LONDON (Reuters) - Global oil traders Vitol and Glencore are in talks to financially back Nigerian firms racing to buy assets owned by Brazil’s Petrobras valued at up to $2 billion, several sources familiar with the matter said.
Cash is being lined up for purchases of stakes in two major oilfields in the west African country, according to the banking and industry sources.
The potential consortiums including Glencore and Vitol offer the local bidders financial backing that would otherwise be hard to secure directly through international banks.
For the traders, a deal would guarantee access to high-quality crude oil for many years. They would then be able to syndicate out the debt to banks.
Signing up to long-term financing deals to increase volumes and gain exclusive access is one of the traders’ strategies to compensate for increasingly thin profit margins.
Last November, state-controlled Petroleo Brasileiro SA, known as Petrobras, launched the sale of 100 percent of Petrobras Oil & Gas BV, or Petrobras Africa, as part of the heavily-indebted company’s plan to offload $21 billion in assets through 2018 as it also faces a massive corruption scandal.
Petrobras holds half the shares in the company while 40 percent are held by a subsidiary of Grupo BTG Pactual SA and 10 percent by Helios Investment Partners.
Scotiabank is running the process with Evercore, according to the sale launch document.
The venture has stakes in two offshore blocks that contain two producing fields, the major Agbami field in OML 127, operated by a local Chevron affiliate and the Akpo field in OML 130 operated by Total SA.

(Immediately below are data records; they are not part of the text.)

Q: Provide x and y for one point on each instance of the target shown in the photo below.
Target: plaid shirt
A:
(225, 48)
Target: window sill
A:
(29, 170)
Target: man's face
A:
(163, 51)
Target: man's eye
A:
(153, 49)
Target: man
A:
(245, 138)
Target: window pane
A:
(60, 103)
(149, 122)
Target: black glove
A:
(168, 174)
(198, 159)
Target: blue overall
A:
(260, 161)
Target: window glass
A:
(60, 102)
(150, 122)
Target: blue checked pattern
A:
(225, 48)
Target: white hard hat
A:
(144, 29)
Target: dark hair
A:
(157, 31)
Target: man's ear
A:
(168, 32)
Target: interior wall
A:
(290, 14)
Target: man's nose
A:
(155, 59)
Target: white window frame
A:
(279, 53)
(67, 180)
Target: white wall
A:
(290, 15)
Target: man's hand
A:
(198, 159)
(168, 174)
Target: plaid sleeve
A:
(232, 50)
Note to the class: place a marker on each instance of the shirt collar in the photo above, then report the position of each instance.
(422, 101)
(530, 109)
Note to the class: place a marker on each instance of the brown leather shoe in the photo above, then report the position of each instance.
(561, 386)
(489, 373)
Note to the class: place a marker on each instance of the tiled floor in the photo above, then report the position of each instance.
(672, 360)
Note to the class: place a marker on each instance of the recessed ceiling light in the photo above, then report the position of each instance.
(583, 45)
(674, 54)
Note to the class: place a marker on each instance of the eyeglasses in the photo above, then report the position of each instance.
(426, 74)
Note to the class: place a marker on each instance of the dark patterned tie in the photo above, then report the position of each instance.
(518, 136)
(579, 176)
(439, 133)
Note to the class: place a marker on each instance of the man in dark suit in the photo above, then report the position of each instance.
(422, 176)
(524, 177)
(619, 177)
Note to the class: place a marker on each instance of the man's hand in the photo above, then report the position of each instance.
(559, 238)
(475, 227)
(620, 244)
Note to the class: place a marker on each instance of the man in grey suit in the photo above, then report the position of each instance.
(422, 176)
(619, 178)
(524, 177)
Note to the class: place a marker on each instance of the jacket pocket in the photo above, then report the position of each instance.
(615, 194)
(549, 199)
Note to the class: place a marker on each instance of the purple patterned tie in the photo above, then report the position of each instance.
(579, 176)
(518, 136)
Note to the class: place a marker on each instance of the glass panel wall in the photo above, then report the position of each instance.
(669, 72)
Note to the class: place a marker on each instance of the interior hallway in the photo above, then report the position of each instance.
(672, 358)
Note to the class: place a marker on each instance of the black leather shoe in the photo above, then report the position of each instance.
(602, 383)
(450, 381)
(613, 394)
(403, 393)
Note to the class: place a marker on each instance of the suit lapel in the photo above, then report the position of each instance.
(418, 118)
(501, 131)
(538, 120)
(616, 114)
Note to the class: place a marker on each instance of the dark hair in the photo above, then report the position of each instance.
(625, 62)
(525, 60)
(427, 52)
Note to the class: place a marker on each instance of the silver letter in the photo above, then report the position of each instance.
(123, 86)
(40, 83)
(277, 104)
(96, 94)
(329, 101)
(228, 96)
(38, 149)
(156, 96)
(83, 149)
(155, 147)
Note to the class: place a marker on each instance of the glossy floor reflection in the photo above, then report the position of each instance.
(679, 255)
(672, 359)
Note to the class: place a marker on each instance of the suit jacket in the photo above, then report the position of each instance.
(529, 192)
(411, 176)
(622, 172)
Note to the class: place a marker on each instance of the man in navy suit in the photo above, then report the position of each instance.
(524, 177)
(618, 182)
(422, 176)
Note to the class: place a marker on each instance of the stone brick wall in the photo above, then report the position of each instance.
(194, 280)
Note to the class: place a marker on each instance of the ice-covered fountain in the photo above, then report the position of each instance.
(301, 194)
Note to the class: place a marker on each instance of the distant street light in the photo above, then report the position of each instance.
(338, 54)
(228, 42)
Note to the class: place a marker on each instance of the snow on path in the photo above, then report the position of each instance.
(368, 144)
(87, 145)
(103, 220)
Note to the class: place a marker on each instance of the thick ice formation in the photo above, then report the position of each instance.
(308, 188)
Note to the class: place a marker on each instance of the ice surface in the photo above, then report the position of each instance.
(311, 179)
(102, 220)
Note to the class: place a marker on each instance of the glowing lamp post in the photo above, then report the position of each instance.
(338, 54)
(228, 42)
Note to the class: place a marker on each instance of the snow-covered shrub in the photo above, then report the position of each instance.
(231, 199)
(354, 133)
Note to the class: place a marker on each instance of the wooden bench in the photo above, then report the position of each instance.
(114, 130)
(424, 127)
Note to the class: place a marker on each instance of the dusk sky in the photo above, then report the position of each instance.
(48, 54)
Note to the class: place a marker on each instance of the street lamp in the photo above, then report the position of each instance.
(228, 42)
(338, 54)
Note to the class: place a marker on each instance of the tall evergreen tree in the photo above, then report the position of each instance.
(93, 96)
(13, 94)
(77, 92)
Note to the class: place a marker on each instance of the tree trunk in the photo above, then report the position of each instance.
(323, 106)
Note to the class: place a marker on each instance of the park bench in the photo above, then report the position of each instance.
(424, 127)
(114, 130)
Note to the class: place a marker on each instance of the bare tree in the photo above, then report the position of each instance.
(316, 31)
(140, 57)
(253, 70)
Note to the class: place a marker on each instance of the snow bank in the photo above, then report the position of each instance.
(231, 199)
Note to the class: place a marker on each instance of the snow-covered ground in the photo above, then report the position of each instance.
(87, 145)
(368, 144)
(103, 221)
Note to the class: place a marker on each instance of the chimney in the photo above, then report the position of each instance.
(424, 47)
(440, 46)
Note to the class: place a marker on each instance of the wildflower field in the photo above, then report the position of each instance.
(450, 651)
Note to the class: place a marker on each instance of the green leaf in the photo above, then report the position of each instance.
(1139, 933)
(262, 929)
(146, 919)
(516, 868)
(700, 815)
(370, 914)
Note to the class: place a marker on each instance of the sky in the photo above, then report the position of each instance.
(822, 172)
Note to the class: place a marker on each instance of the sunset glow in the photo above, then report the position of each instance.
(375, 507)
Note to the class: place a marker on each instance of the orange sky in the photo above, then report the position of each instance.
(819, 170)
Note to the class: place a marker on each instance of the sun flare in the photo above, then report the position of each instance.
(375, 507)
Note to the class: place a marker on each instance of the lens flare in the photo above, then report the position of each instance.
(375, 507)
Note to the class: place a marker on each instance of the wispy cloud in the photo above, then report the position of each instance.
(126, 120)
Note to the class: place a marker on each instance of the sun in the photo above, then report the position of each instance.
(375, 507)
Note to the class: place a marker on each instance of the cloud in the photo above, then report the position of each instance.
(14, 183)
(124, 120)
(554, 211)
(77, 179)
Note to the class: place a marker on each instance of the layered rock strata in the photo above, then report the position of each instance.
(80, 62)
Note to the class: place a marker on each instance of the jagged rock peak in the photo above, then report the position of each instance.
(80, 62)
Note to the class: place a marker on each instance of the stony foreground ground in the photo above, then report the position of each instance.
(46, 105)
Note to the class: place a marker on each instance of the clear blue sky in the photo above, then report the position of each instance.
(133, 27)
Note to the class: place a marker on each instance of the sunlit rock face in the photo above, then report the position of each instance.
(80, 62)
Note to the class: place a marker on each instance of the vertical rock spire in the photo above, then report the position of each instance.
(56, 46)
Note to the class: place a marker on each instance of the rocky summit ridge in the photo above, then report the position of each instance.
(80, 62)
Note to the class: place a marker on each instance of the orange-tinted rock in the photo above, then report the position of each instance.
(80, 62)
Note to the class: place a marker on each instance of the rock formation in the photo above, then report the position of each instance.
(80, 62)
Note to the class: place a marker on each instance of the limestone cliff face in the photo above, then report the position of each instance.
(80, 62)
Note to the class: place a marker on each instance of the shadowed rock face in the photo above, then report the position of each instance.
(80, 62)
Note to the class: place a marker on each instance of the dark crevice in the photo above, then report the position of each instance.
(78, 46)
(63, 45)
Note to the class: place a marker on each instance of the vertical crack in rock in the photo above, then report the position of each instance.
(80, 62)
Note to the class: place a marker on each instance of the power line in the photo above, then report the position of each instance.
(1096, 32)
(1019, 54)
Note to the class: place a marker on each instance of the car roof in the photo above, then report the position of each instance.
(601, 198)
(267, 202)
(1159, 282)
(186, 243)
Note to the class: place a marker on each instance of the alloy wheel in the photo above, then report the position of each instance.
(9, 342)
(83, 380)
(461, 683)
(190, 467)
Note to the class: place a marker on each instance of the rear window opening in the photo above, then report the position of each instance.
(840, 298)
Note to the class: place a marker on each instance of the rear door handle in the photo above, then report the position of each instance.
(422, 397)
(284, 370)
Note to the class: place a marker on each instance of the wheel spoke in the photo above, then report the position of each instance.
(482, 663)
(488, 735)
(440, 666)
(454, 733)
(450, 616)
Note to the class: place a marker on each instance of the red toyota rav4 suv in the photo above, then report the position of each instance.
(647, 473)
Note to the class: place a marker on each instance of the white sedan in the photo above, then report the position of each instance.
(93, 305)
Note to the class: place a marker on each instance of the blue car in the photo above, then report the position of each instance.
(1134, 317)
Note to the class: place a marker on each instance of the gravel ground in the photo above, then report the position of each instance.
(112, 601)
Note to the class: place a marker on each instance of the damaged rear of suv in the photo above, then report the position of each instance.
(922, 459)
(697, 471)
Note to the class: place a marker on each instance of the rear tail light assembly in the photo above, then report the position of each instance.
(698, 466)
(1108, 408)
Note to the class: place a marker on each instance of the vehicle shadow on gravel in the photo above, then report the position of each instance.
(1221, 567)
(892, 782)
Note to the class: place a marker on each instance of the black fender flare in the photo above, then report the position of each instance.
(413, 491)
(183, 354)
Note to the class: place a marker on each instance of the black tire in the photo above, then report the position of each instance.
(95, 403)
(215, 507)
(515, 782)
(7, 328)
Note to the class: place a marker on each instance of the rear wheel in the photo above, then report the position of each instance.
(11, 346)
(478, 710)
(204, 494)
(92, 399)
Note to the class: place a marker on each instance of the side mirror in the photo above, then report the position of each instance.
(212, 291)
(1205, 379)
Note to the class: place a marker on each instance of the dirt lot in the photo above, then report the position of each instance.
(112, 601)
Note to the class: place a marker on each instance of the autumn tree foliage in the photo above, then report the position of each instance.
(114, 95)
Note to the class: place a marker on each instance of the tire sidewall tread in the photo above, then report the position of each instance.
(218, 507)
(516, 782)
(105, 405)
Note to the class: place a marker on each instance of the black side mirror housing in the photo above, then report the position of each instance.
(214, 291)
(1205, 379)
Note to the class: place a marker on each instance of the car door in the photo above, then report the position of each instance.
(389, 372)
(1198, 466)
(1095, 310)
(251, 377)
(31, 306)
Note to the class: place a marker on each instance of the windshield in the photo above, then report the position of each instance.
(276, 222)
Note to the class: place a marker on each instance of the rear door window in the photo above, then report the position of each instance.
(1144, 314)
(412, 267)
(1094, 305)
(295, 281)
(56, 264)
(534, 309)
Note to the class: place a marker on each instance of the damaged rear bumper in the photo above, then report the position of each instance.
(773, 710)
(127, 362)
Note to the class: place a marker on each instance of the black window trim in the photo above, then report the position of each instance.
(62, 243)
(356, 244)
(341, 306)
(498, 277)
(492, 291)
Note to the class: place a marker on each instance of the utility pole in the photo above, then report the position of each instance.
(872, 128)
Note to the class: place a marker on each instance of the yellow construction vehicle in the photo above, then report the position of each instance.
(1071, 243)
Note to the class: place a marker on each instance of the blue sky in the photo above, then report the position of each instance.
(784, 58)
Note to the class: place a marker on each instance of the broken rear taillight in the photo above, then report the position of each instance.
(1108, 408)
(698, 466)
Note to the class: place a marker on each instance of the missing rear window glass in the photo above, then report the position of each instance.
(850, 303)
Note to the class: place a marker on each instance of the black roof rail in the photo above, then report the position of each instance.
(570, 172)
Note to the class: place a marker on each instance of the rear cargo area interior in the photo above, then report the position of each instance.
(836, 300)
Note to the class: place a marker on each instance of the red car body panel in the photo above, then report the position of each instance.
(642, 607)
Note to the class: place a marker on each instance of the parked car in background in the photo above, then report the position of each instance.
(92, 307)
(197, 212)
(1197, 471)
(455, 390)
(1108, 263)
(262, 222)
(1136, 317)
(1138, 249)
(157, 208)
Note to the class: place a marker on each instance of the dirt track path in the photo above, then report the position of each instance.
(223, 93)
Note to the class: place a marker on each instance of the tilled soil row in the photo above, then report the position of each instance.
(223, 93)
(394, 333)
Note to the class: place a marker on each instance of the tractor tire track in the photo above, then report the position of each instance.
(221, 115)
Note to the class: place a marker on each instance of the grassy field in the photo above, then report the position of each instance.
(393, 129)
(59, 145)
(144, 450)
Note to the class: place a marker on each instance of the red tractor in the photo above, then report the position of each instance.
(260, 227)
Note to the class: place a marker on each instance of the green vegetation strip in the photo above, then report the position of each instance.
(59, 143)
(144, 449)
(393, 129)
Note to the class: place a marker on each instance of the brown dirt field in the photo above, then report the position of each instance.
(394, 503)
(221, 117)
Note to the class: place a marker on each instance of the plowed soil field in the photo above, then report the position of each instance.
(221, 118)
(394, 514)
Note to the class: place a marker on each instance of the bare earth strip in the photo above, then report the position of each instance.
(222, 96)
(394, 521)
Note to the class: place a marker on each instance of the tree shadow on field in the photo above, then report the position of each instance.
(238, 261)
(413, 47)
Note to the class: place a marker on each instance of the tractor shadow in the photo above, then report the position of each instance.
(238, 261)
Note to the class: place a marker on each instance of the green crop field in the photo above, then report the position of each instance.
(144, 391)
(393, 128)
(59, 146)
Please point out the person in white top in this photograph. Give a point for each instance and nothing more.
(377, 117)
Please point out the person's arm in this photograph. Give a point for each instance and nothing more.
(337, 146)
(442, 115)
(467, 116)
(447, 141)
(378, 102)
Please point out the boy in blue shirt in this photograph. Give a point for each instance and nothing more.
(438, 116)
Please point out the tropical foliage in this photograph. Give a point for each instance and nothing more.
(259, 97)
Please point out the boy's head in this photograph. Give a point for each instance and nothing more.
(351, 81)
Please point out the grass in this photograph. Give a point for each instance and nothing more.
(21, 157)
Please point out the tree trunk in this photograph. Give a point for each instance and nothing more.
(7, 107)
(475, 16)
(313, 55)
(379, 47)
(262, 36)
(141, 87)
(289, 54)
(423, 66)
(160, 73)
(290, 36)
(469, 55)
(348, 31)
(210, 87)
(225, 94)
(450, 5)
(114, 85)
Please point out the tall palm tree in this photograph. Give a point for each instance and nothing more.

The assets could fetch as much as $2 billion, according to bankers involved in the process.
Trading and mining giant Glencore was looking to back Nigerian producer Seplat in bidding for the assets.
The world’s top oil trader Vitol is examining backing several bidders in the process, according to the sources.
Swiss-based commodities trader Mercuria was involved in the initial bidding round but was unlikely to continue in the process, sources said.
Oil major BP’s trading division had also considered participating in a possible consortium, but dropped out.
Glencore, Vitol, Mercuria and BP declined to comment. A spokesman for Seplat did not immediately respond to a request for comment.
The result of the auction is expected to be announced in early May but some participants said the assets might not be sold in one package.
Industry sources in Nigeria said the winner of the Petrobras blocks would likely be a local company due in part to government pressure.
While the government already has local content laws, a sale so close to the presidential elections in early 2019 has raised pressure to secure high-profile local involvement in the upstream sector. This has made it more difficult, the sources said, for international companies to bid for the assets without a local partner.
The Akpo field produces nearly 130,000 barrels per day (bpd) of condensate and Total is also due to start production at the Egina development in OML 130 later this year.
The Agbami oilfield is the main prize, however, producing about 240,000 bpd of light, sweet crude. Petrobras holds a 12.5 percent stake in the field, Statoil has 20.2 percent and Chevron holds a 67.3 percent stake.
The operator is a Chevron affiliate called Star Deep Water Petroleum Ltd. Famfa Oil is one of the concessionaires of Star Deep Water Petroleum and was also looking to increase its stake in the oilfield.
Famfa did not immediately respond to a request for comment.
Famfa Oil was awarded the rights to the exploration block that holds Agbami in the 1990s. Its owner, Folorunso Alakija, is one of Africa’s richest women.